1st Chief Minister of Sagaing Region
- In office 11 February 2011 – 30 March 2016
- Appointed by: President of Myanmar
- President: Thein Sein
- Succeeded by: Myint Naing

Sagaing Region Hluttaw MP
- In office 31 January 2011 – 30 March 2016
- Constituency: Budalin No 2
- Majority: Unopposed

Chief of Bureau of Special Operations 1
- In office May 2009 – 27 August 2010

Personal details
- Born: 16 February 1945 (age 81) Burma
- Party: Union Solidarity and Development Party
- Spouse: Wai Wai Khaing

Military service
- Allegiance: Myanmar
- Branch/service: Myanmar Army
- Rank: Major General

= Tha Aye =

Tha Aye (သာအေး) is a former member of the State Peace and Development Council (SPDC) and former Chief Minister of Sagaing Region. He is a former military officer, with the rank of Major General, and previously served as SPDC's Chief of Bureau of Special Operations 1 until a reshuffle on 27 August 2010.

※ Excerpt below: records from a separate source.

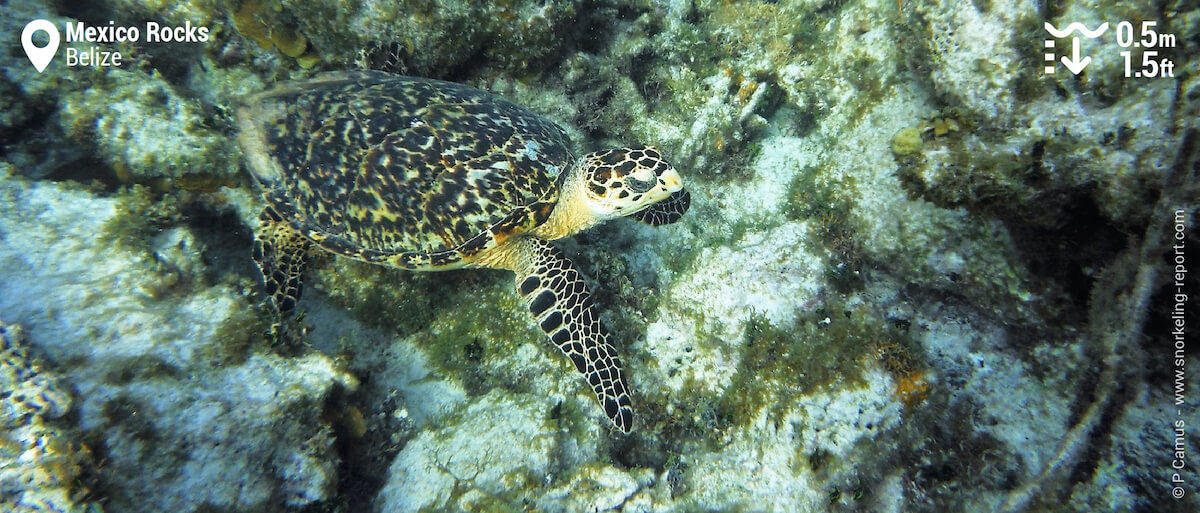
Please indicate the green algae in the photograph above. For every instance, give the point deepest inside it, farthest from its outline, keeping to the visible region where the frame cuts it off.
(825, 349)
(827, 204)
(141, 215)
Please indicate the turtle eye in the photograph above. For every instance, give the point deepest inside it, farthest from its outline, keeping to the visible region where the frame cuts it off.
(639, 186)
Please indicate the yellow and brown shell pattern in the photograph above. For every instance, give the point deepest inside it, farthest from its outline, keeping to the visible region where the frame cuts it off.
(411, 171)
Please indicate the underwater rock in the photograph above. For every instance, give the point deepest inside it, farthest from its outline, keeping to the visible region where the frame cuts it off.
(185, 409)
(426, 38)
(144, 128)
(41, 464)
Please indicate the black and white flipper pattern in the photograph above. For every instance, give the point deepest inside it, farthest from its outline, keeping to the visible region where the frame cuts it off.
(281, 254)
(562, 307)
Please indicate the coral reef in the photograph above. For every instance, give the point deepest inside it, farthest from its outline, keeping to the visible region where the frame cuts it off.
(177, 393)
(41, 465)
(919, 273)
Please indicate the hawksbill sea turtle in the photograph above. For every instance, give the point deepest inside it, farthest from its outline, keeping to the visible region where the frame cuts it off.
(430, 175)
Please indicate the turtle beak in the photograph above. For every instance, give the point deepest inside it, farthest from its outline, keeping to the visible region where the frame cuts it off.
(671, 180)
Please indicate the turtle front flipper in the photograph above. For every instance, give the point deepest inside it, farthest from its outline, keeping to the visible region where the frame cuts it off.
(563, 308)
(281, 254)
(666, 211)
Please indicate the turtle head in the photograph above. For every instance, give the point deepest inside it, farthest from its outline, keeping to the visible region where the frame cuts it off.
(622, 181)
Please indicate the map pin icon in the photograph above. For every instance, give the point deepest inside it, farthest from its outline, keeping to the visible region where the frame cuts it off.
(40, 56)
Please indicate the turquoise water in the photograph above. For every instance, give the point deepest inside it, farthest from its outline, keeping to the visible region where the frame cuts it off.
(936, 257)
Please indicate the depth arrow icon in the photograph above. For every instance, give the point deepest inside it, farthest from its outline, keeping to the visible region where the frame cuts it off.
(1075, 64)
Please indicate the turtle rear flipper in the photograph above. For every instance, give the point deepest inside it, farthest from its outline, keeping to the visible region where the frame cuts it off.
(281, 254)
(562, 307)
(666, 211)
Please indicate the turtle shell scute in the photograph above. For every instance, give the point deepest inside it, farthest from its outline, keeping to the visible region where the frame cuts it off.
(415, 171)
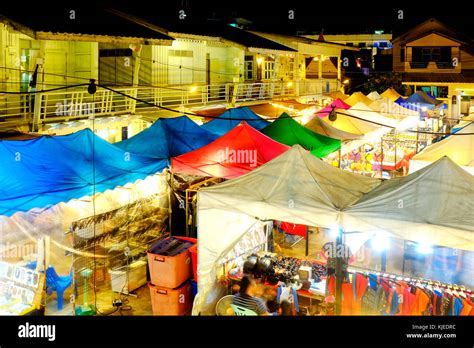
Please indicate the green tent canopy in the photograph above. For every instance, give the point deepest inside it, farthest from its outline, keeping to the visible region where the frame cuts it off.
(289, 132)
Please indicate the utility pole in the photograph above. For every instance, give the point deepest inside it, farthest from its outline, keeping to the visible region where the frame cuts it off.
(339, 272)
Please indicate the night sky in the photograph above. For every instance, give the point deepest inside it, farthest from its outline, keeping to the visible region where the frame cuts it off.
(311, 16)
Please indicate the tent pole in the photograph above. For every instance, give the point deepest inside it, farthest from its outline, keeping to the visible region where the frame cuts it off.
(339, 274)
(307, 241)
(340, 155)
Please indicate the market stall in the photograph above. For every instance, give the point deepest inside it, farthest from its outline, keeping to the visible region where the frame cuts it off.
(459, 148)
(168, 137)
(87, 200)
(295, 187)
(391, 94)
(232, 118)
(357, 97)
(289, 132)
(239, 151)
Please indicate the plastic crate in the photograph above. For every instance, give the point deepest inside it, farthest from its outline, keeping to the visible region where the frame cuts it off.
(136, 277)
(165, 301)
(193, 252)
(170, 271)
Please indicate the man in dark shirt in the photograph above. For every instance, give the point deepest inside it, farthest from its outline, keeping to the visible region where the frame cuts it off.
(246, 299)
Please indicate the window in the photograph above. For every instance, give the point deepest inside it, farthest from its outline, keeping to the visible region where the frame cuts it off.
(269, 72)
(249, 74)
(431, 54)
(180, 53)
(440, 91)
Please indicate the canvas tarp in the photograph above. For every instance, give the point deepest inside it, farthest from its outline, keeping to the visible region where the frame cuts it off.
(337, 104)
(419, 100)
(391, 94)
(433, 205)
(295, 187)
(44, 171)
(275, 109)
(459, 148)
(374, 95)
(239, 151)
(232, 118)
(338, 95)
(357, 97)
(168, 137)
(287, 131)
(365, 112)
(325, 128)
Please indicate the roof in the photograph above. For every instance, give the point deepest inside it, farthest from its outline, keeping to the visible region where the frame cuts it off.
(168, 137)
(429, 26)
(205, 28)
(52, 20)
(459, 148)
(306, 40)
(232, 118)
(238, 152)
(57, 169)
(287, 131)
(410, 208)
(463, 77)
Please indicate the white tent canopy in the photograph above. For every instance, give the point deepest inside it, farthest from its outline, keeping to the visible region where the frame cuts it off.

Tha Aye won an uncontested seat in the Sagaing Region Hluttaw during the 2010 Burmese general election, representing Budalin Township Constituency No. 2 under the Union Solidarity and Development Party banner. He was subsequently appointed Chief Minister of Sagaing Region.

Tha Aye was born on 16 February 1945. He is married to Wai Wai Khaing.